Discovering Indian food

The living memory of India’s culinary history
September 18, 2020
The living memory of India’s culinary history
September 18, 2020

No country has a wider range of spices in its cuisine than India. These spices give Indian food its characteristically complex and delicious fragrance and flavor.

Traditional Indian food has long been prized for its fabulous use of herbs and spices. Indian food is known for its great variety of dishes. The cooking style varies from region to region and is mainly divided into South Indian and North Indian cuisine. India is quite famous for its varied multi cuisine available in a large number of restaurants and hotel complexes, which is reminiscent of unity in diversity. The staple food in India includes wheat, rice, and legumes, the chana (Bengal gram) being one of the most important. In modern times, the Indian palette has undergone many changes. In recent years, as a result of globalization, many Indians have traveled to different parts of the world and vice versa there has been a massive influx of people of different nationalities in India. This has led to the Indianization of several international cuisines. Nowadays, in large metropolitan cities you can find specialized food places of international cuisines.

What are the Most Popular Indian Dishes?

Traditional Indian food is built from the same flavor foundations. However, dishes vary widely between North Indian and South Indian cuisine. If you’re familiar with Indian restaurants in the U.S., you’ll likely know these popular (and tasty!) Indian dishes:

  • Aloo gobi. Crisp golden potatoes and cauliflower.
  • Butter chicken. Learn how to make the perfect Indian butter chicken with this recipe.
  • Chana masala. Chickpea stew.
  • Palak paneer. Spinach curry with fresh cheese.
  • Chicken tikka masala. Chicken in a creamy masala sauce.
  • Doughy, butter-brushed naan. The popular Indian baked flatbread.
  • Crisp papadum. A very thin, North Indian flatbread with a satisfying shatter that’s fully dried before getting a quick dunk in hot oil until blistered and golden.
  • Fish curry. Try this easy and quick South Indian fish curry recipe at home. (This curry from Goa is traditionally served with idli steamed rice cakes or dosa lentil and rice crepes.)
  • Lamb vindaloo. A quick and easy, spicy curry featuring meat marinated in a tangy vinegar sauce.
  • Dal makhani. A stew made with whole black or yellow lentils.
  • Pakora. A fried snack typically featuring cauliflower or potato coated in a light batter.
  • Kofta. Indian meatballs are usually made with minced lamb or pork, onions, and spices.
  • Korma. A thick, savory curry consisting of meat or vegetables braised with yogurt, cream, and spices.
  • Biryani. A meat-and-rice mixed dish that’s a popular staple food in Kashmiri cuisine.
  • Kebab. Popular in Punjabi cuisine.

Difference Between Original Indian Food  and American Indian Food

In India, spice it is the best ; the hotter the spice, the better. Indian food in America, however, although spice is used, is used to a much lesser degree in both quantity and spiciness.

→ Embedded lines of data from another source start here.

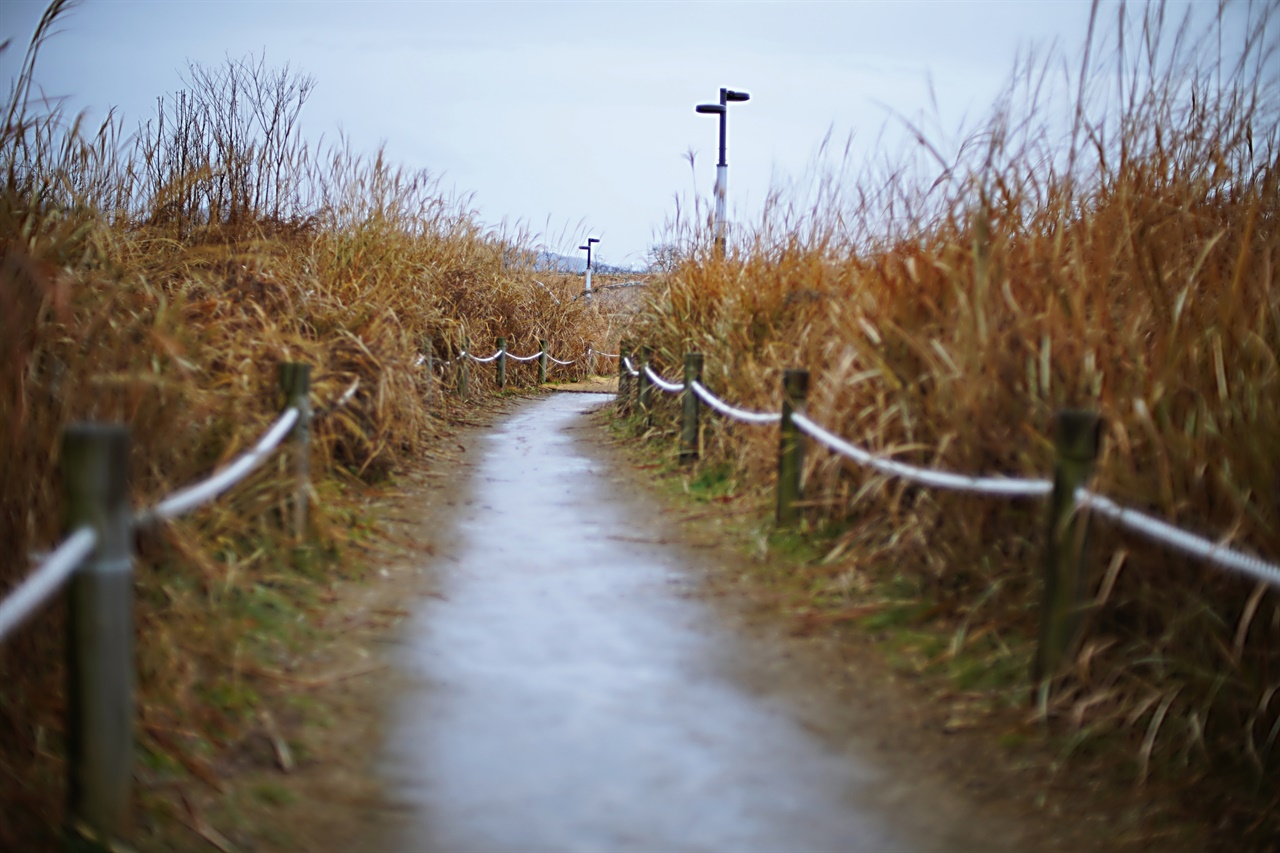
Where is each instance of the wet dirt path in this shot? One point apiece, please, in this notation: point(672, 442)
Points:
point(566, 692)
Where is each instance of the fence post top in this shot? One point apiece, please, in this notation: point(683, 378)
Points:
point(1078, 433)
point(795, 381)
point(96, 459)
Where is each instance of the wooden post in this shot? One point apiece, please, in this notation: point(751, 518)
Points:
point(795, 388)
point(464, 366)
point(1077, 438)
point(100, 632)
point(502, 363)
point(690, 407)
point(429, 355)
point(624, 377)
point(296, 387)
point(644, 387)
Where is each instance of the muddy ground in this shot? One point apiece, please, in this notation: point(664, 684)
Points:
point(837, 687)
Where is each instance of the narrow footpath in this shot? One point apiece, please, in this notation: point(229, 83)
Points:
point(565, 690)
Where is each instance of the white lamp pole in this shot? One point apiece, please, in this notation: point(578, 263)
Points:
point(722, 165)
point(588, 247)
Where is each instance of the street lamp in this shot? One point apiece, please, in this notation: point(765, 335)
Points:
point(588, 247)
point(722, 165)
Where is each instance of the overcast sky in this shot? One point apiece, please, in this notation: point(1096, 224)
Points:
point(571, 117)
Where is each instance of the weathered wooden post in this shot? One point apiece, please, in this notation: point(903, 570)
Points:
point(502, 363)
point(100, 632)
point(464, 366)
point(690, 407)
point(644, 386)
point(795, 388)
point(429, 363)
point(624, 377)
point(1077, 439)
point(296, 387)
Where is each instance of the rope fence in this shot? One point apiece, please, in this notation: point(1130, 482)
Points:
point(95, 561)
point(1077, 439)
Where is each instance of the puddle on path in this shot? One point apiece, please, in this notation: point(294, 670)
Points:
point(565, 696)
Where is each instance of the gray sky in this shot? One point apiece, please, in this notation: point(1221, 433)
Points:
point(571, 117)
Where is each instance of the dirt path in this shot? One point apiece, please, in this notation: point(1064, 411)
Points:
point(560, 660)
point(570, 687)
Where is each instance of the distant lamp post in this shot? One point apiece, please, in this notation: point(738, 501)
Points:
point(722, 165)
point(588, 249)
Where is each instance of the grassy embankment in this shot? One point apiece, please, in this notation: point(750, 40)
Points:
point(158, 281)
point(1119, 254)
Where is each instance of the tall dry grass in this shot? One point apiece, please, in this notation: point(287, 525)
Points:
point(156, 279)
point(1111, 242)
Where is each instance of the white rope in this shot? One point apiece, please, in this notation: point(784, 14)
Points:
point(1009, 487)
point(44, 582)
point(1180, 539)
point(188, 498)
point(739, 414)
point(670, 387)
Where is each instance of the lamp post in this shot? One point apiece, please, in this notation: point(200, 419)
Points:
point(721, 109)
point(588, 247)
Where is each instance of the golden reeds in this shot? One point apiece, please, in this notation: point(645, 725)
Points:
point(1128, 265)
point(159, 282)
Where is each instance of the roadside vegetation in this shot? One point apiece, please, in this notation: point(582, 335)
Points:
point(1106, 238)
point(156, 279)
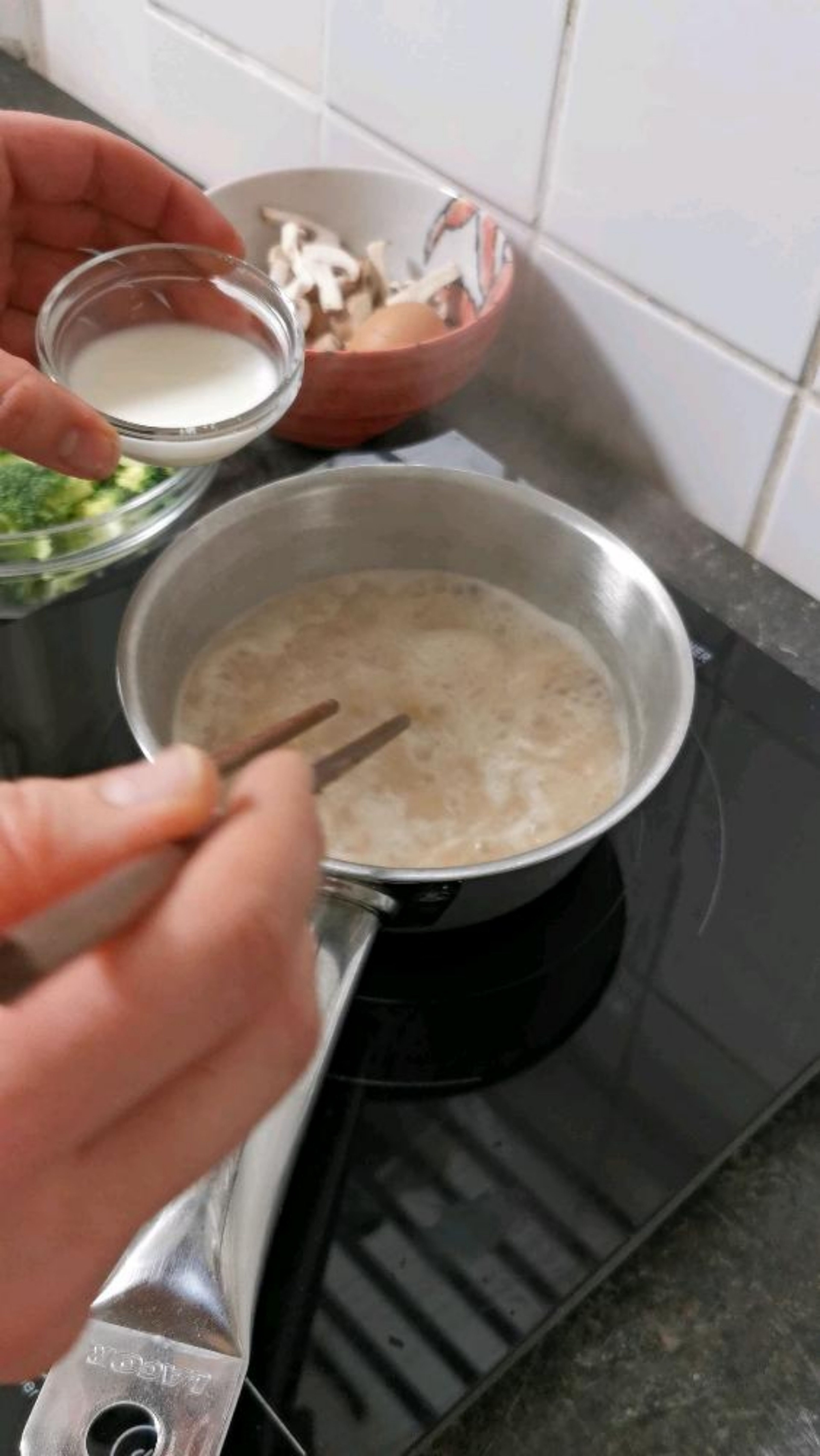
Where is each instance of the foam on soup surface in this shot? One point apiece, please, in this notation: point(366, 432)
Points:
point(516, 736)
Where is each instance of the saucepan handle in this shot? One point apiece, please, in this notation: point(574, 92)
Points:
point(119, 1350)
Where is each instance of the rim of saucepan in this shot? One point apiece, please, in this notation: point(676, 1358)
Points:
point(187, 545)
point(274, 302)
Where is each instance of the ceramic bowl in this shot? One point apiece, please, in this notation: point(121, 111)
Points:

Favorite Indian spices include turmeric, cardamom, cayenne pepper, cloves, saffron, nutmeg, mace, fenugreek seeds, black mustard seeds, cumin, coriander, and cinnamon. Fresh spices like garlic and ginger are also frequently used to increase the heat factor in many Indian dishes.

As in the United States, the cuisine and the type of spices used vary considerably according to the state of India. Most of the American Indian food is inspired by the state of Punjab, in the north of India; Popular Punjabi cuisine includes palak paneer (spinach and cottage cheese in a curry sauce), butter chicken, naan (Indian flatbread), chicken tikka masala (chicken pieces in spicy curry) and samosas (deep-fried stuffed patties that serve as apps). But you won’t find these dishes as spicy as you would in North India.